Unfortunately, the Patrick Duffy in question was not the American actor who was at that time The Man from Atlantis and would soon be Bobby Ewing in Dallas.

“The death knell for Wroughton’s Royal Naval Aircraft Yard was sounded dismally and finally today by Navy Minister Patrick Duffy,” we said.

“Emerging from nearly two hours of talks with union leaders at the station, he said plans for the closure in two years would go ahead.”

The yard repaired and maintained naval aircraft, but was deemed surplus to requirements.

Mr Duffy said of his meeting: “I had to tell them, though, with regret because I know what it means to them in terms of jobs and happiness.”

He added that the survival of the base, which had 250 civilian workers, was totally out of the question.

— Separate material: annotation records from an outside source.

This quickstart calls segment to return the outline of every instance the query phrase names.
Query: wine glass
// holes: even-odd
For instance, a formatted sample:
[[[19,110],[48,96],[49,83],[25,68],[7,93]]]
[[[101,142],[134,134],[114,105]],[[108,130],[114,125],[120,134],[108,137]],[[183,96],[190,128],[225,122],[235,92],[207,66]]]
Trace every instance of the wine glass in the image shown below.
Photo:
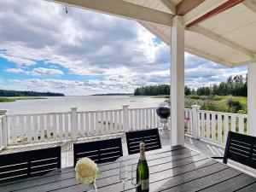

In happier economic news, Swindon-based tableware firm Clover Leaf was one of many exhibitors from across the country at the International Spring Fair in Birmingham.

The Queen Mother made an official visit to the fair and Clover Leaf joint managing director Raymond White was presented.

At the time it was generally accepted that there was barely a household in the UK which did not have at least one set of Clover Leaf table mats, piece of crockery or coaster.

The company had a manufacturing base in Swindon until the announcement in 2002 that it had been bought out by a County Durham firm, and that its Groundwell factory was to close.

An unusual wedding also made our newslist that week 41 years ago.

In early 1977, punk was a major emerging youth movement, generating sensationalist headlines and prompting an assortment of learned talking heads to lament what they saw as the disastrous decline of civilisation.

A decade earlier, a previous generation of talking heads - and some of those still around in 1977 - had said the same thing about hippies, but a decade before that, in the late 1950s, had come the original moral panic about young people supposedly gone wild, disrespecting their elders and sneering at societal norms.

That youth movement was the Teddy Boys or Teds, famed for quiffs, Edwardian-style suits which gave them their nickname, crepe-soled shoes and a fondness for the dangerous new rock’n’roll music.

By the late 1970s the movement was smaller but still had its devotees. Some embraced the style while others simply liked the music.

Among them were Swindon couple Kenny Shepherd and Margaret Brind, whose wedding at the Register Office was attended by 26 guests, many of them in full vintage regalia.

The wedding party then strolled through town to the Stage bar in Theatre Square for their reception.

The DJ was Tony Vernon, known to generations of vintage rock’n’roll enthusiasts as Swindon’s original Teddy Boy.